Monday, 5 November 2012

Saturday, November 3/2012

To our Starbucks office in the morning for filter coffees and internet. J with the Saturday Guardian and I with the Playbook, on which I download a London map. Not everyone buys as much as a filter coffee. The man at the little table next to us has no coffee at all but is sustained by a packet of chocolate covered digestive biscuits - currently on special offer next door at Sainsbury's for  £1.

In the afternoon we go down to Regent Street to see the cars on exhibit before tomorrow's annual London to Brighton car run. They're wonderful - dating from the earliest years of the 20th century (all before 1905). Brass headlamps gleaming like little hurricane lanterns and old-fashioned bicycle style horns. Most of them are open-topped and all of them full of personality - many with names like Annabel and Edwin. Some are accompanied by drivers in period costume and a woman in an old style scarf-tied motoring hat retrieves some food from a wicker basket fixed to the side of her car. Most seem to be two cylinder; sometimes, astonishingly, only one. Six point five is a typical horsepower.

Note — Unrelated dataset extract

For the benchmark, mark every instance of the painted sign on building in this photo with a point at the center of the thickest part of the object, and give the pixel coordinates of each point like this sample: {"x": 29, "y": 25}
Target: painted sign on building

Back up to Oxford Street to take the tube to Camden Town. On the pavement a large sign proclaims that America is Ending - according to God. No shortage of apocalyptic vision here and plenty of people to receive it - almost too crowded to walk. As it is on Camden High Street, though it's a little less crazy  heading down to Lidl and the charity shops than following the young people in the other direction, toward Camden Market.

A bus from Camden High Street to Kilburn High Road and an early meal at Roses. We've gone intending to have fish and chips, which are always excellent here, with golden breaded fillets extending over the rim of generously sized plates. But when we sit down, the man at the next table is being served a succulent lamb kleftiko and J can't resist ordering the same. So I go with the fish and chips and we share both dishes. Two veg and roast potatoes with the lamb, and nothing that has seen the inside of a freezer. We share a portion of cheesecake for dessert for a total of  £13 (€16 or $20.50 CAD - Canadians note that includes tax). Roses has quite a varied menu, most of which they can produce on any given occasion, and their dinners would feed two people of modest appetite. IJ once sent his compliments to the chef, who had cooked perfectly an enormous fish fillet of varying thickness.

 Midway between Hallowe'en and Guy Fawkes Day and costume occasionally evident: a young woman on the tube in pink dress with full skirt and ballet shoes with platform soles and pink-streaked hair, as well as a man in red cape on the street corner waving his sword.

Home in time for special TV programs celebrating the life and work of Eric Sykes. Though I loved watching his comedies in the 60's (black and white), I'm ashamed to realise that he ony died this year and not long ago - aged 89 and performing almost to the end despite profound deafness and, in the end, complete blindness. A master of facial expression and timing and his work as impressive now as it was sixty years ago - the writing as timeless as the acting. The last film in which he appeared was, to the delight of his grandchildren, one of the Harry Potters.